Eine staubige Straße führt hoch zu einem Gemeindehaus, wo eine Trauergemeinschaft zusammengekommen ist. Inmitten der Männer sitzt Abdullah Scharakah. Gestern ist sein 13-jähriger Sohn Ahmed beerdigt worden. Es war ein großer Trauerzug, ganz Ramallah stand bis 13 Uhr still. Schulen und Geschäfte blieben geschlossen, damit alle Bewohner der Stadt an der Beerdigung teilnehmen konnten. Gehüllt in die palästinensische Flagge und beklagt von hunderten Menschen wurde Ahmed zu Grabe getragen. Es ist die übliche Zeremonie für einen "Märtyrer".
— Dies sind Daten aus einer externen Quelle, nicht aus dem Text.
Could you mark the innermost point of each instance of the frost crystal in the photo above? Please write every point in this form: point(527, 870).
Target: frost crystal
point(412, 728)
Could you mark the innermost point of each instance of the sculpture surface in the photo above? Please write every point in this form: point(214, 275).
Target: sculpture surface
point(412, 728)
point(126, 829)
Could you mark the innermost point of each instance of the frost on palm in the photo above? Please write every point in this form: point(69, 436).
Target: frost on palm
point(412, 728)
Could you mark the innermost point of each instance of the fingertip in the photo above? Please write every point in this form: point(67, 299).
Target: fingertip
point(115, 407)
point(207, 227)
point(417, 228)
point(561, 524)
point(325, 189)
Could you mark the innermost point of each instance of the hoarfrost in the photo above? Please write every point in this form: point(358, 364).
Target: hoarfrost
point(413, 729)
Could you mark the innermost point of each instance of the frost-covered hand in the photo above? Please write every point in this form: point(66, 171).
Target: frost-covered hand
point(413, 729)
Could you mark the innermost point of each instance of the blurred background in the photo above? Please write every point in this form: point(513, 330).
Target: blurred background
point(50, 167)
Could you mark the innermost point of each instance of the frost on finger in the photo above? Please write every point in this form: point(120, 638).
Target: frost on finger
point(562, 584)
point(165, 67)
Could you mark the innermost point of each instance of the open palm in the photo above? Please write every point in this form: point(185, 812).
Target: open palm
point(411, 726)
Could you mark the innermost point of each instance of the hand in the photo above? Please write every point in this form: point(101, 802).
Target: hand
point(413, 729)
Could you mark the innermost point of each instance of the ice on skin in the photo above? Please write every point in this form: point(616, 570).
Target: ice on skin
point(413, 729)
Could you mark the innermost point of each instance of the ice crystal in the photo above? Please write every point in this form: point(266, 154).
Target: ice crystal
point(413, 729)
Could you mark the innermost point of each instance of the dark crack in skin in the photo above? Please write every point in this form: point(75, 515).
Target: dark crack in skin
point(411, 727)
Ausschreitungen am Checkpoint

Abdullah Scharakah spricht mit leiser Stimme. Sein Sohn sei ein guter Sohn gewesen, sagt er. Dass Ahmed zu Demonstrationen gehe, habe er nicht gewusst. Am Checkpoint Beit El, hinter dem eine israelische Siedlung liegt, zünden junge Menschen regelmäßig Autoreifen an und attackieren israelische Soldaten und Polizisten mit Steinen oder sogar Brandsätzen. Die Sicherheitskräfte antworten mit Tränengas und Beschuss. Bei einem dieser Zusammenstöße erlitt Ahmed eine Schusswunde, vermutlich von einem Gummigeschoss. "Ahmed starb an einem Blutgerinnsel im Gehirn und an inneren Verletzungen", sagt sein Vater. Dann entschuldigt er sich. Er muss er zum Eingang des Gemeindehauses, denn der ehemalige Ministerpräsident Salam Fayyad ist gekommen, um sein Beileid auszusprechen.

Draußen vor dem Haus spielen ein paar Jungen. Manche von ihnen sind noch nicht einmal im Teenager-Alter. Sie seien dabei gewesen, als Ahmed starb, behaupten sie. Einer zeigt stolz eine Narbe in seinem Gesicht. Sie stamme von einem israelischen Gummigeschoss. Nicht minder stolz erzählt ein anderer, dass einer seiner Brüder bereits gestorben sei. Ein Vater schaut etwas verlegen, zuckt aber mit den Achseln. Abhalten könne er sie nicht, meint er und legt den Arm um seinen Sohn. Warum sie dies tun? "Für Al-Aksa!" ruft eines der Kinder. "Es ist unser Land", sagt ein anderer. "Wir machen weiter!"